AM251, at a dosage of 3 mg/kg administered intraperitoneally, significantly decreases capsaicin-evoked nocifensive behavior in a genotype-dependent manner. AM251 (3 mg/kg, i.p.) reduces the duration of heat hypersensitivity in FAAH KO but not WT mice. AM251 suppresses capsaicin-evoked heat hypersensitivity in a time-dependent manner in FAAH KO but not in WT mice. Post-hoc analysis reveals that FAAH KO mice receiving vehicle (i.p.) display heightened thermal hypersensitivity at 30, 60, and 90 minutes post-capsaicin in comparison to FAAH KO animals receiving AM251)^[4].

Furthermore, AM251 influences anxiety-related behaviors in rats, as indicated by its impact on open arm entries and time spent in the open arms of an elevated plus maze. Significant reductions in these measures were noted at doses of 1 mg/kg and 5 mg/kg, suggesting anxiogenic effects at these concentrations^[5].

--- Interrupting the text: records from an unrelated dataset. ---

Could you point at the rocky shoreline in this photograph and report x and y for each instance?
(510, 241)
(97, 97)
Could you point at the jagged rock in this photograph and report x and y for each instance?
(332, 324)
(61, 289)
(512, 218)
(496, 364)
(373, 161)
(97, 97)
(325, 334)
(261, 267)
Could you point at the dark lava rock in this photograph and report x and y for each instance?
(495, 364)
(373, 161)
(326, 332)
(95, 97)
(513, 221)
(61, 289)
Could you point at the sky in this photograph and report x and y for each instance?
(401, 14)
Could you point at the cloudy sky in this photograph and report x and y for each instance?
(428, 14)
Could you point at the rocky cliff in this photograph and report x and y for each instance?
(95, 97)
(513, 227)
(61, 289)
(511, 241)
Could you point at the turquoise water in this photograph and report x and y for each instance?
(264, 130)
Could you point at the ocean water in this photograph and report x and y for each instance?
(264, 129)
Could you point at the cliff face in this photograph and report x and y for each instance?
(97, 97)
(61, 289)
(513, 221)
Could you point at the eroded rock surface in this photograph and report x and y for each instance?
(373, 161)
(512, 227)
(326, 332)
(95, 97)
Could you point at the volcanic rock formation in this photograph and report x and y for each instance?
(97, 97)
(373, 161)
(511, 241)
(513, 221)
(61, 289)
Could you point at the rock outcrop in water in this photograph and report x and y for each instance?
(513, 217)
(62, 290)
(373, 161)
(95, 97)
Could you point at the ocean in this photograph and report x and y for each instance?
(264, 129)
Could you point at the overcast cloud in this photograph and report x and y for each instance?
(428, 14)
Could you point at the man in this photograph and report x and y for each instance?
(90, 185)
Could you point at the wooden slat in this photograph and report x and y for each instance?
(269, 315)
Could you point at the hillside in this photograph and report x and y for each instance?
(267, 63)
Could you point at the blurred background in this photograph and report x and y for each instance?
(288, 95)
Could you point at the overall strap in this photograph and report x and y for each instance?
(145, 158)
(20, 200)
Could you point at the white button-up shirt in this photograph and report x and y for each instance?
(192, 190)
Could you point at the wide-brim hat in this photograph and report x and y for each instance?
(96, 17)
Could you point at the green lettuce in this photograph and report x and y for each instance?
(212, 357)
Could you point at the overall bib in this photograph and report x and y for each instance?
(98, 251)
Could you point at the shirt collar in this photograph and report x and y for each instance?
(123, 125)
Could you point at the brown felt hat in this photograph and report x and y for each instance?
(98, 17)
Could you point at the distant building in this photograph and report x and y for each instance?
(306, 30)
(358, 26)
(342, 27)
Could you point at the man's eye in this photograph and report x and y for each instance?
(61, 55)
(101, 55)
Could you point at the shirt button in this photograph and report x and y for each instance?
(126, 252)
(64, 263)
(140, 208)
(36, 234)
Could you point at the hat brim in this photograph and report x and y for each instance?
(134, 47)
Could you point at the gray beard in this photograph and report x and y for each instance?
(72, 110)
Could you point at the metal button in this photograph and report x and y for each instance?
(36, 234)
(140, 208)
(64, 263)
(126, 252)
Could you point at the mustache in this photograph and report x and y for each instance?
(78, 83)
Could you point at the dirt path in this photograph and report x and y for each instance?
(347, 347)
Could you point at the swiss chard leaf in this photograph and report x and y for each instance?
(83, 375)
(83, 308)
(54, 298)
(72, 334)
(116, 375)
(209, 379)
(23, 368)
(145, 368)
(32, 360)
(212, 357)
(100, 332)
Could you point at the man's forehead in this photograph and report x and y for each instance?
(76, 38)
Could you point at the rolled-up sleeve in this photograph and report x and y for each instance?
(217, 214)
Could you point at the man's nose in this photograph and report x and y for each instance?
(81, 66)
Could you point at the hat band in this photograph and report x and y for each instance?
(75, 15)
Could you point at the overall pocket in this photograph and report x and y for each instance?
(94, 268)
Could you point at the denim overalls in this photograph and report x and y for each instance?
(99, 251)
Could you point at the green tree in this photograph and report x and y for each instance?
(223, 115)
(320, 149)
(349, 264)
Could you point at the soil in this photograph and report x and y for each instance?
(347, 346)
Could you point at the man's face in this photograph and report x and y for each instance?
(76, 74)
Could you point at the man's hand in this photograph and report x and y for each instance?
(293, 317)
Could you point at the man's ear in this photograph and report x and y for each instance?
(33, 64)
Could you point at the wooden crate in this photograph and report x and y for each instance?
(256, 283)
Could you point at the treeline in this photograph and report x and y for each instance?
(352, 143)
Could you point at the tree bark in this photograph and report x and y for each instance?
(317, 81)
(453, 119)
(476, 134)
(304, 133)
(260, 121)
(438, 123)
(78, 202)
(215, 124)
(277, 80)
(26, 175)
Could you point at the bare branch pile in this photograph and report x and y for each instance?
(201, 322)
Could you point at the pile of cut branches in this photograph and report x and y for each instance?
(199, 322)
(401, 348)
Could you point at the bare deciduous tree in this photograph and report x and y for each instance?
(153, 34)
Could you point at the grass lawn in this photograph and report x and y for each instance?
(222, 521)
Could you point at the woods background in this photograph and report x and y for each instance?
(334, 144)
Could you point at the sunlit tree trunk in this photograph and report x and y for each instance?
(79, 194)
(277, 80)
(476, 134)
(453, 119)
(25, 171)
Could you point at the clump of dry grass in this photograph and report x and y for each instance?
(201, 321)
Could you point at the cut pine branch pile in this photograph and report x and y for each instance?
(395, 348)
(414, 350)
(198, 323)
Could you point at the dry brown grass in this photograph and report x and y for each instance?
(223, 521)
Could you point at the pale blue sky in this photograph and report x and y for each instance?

AM251 shows an agonist response in HEK293 cells, similar to that found in the yeast expression system^[2].

In macrophages, both unstimulated and stimulated by acetylated LDL, AM251 reduces cholesteryl ester synthesis. This effect is observed regardless of the presence or absence of CB2 receptors, indicating a broader scope of action beyond just cannabinoid receptor interaction^[3].